The shift by the Energy Department, which previously was undecided on how the virus emerged, is noted in an update to a 2021 document by Director of National Intelligence Avril Haines’s office.

The new report highlights how different parts of the intelligence community have arrived at disparate judgments about the pandemic’s origin. The Energy Department now joins the Federal Bureau of Investigation in saying the virus likely spread via a mishap at a Chinese laboratory. Four other agencies, along with a national intelligence panel, still judge that it was likely the result of a natural transmission, and two are undecided.

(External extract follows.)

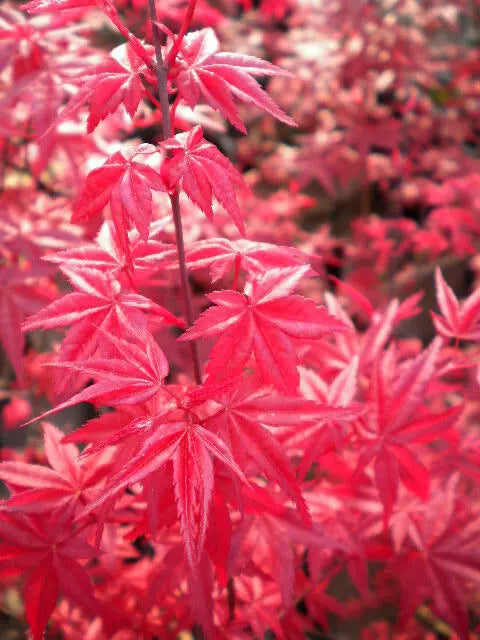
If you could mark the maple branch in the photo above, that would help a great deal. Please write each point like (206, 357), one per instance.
(183, 30)
(161, 73)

What I will say is that this conversation has been conducted with levels of certainty and stridency that the evidence in either direction does not seem to support. That said, I again defer to folks who have a better grip on the scientific details than I. There certainly are stakes here; although the Chinese government would never own up to a lab leak (even if it happened), it would call for a retelling of the story of the pandemic than leaned more heavily into political factors, and especially into the politics of accountability in authoritarian states. China’s “success” in managing the virus very much became center to the CCP’s story about itself and (more broadly) its story about the viability of authoritarian systems of government in the 21st century. That story has decayed quite a bit as China’s mitigation efforts have collapsed, and it would undoubtedly decay even further if the origins of and early response to the virus were somehow tied up in authoritarian practices at Wuhan. But again, let me be clear that I’m not endorsing any one of the many available interpretations of the evidence.